To further this purpose, David Caplan has secured the services of Jacob Margolis, an attorney from Pittsburgh–a man of experience in the labor struggle, one with courage and ability to fight the case of Caplan on the basis of the larger issues involved, the issues of the class war.
Mr. Margolis will be assisted by other lawyers, but his instructions from Caplan himself are to ignore precedent and tradition, and to fight the case on revolutionary lines.

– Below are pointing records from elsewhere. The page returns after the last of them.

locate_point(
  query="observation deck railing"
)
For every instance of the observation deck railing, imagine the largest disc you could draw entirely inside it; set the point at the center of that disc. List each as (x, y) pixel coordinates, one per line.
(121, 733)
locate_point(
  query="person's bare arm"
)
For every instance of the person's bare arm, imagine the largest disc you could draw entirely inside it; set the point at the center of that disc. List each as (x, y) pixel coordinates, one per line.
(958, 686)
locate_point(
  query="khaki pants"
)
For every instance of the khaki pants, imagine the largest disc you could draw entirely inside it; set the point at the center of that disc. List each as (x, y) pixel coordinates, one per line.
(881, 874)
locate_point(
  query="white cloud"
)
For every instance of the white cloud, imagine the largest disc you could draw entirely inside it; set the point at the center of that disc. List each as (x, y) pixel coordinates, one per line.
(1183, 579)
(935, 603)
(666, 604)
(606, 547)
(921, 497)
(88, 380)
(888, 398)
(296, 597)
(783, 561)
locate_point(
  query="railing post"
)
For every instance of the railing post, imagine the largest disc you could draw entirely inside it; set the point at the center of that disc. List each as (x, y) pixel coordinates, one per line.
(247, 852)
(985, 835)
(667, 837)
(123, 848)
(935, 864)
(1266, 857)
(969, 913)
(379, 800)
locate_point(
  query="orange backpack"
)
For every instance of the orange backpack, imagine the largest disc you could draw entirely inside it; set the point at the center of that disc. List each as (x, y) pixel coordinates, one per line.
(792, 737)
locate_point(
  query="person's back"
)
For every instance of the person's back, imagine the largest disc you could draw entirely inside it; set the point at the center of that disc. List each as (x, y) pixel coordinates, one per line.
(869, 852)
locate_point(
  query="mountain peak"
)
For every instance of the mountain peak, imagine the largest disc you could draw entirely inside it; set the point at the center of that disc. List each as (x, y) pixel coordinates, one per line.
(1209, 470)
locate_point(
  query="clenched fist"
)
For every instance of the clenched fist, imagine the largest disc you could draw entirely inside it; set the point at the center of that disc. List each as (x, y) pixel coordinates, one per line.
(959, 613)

We urge our friends and comrades everywhere to rally to the aid of David Caplan. Make your voice resound! throughout the country. Let us be done, once and for all, with legal respectability and conformity, so much prized by those who are anxious about their sinecures in the unions or their own precious skins. We have sacrificed enough rebels to the Moloch of legality and cowardice. Let us for once show that we are men. with the self-respect and spirit of manhood.
Alexander Berkman
Alexander Berkman’s incendiary-titled ‘The Blast’ began after Berkman left New York City, and his editorial position with Emma Goldman’s ‘Mother Earth’ he had held since his release from prion in 1906, to organize the ‘Anti-Militarist League’ and anarchists circles across the country in opposition to the war and associated repression. Published semi-monthly in San Francisco, California, beginning in January, 1916 with the first issue carrying a cover legendary cartoonist Robert Minor and this statement: ‘Before a garden can bloom, the weeds must be uprooted. Nothing is therefore more important than to destroy. Nothing more necessary and difficult…To destroy the Old and the False is the most vital work. We emphasize it: to blast the bulwarks of slavery and oppression is of primal necessity. It is the beginning of really lasting construction.’ Twenty-nine issues were published, with special attention paid to the war, political prisoners, and the labor movement in California. Berkman was arrested in June, 1917 for encouraging resistance to the draft and The Blast, like so many radical journals of the time, fell to Federal repression. Berkman spent two years in Atlanta Federal Prison before being deported to Russia in 1919.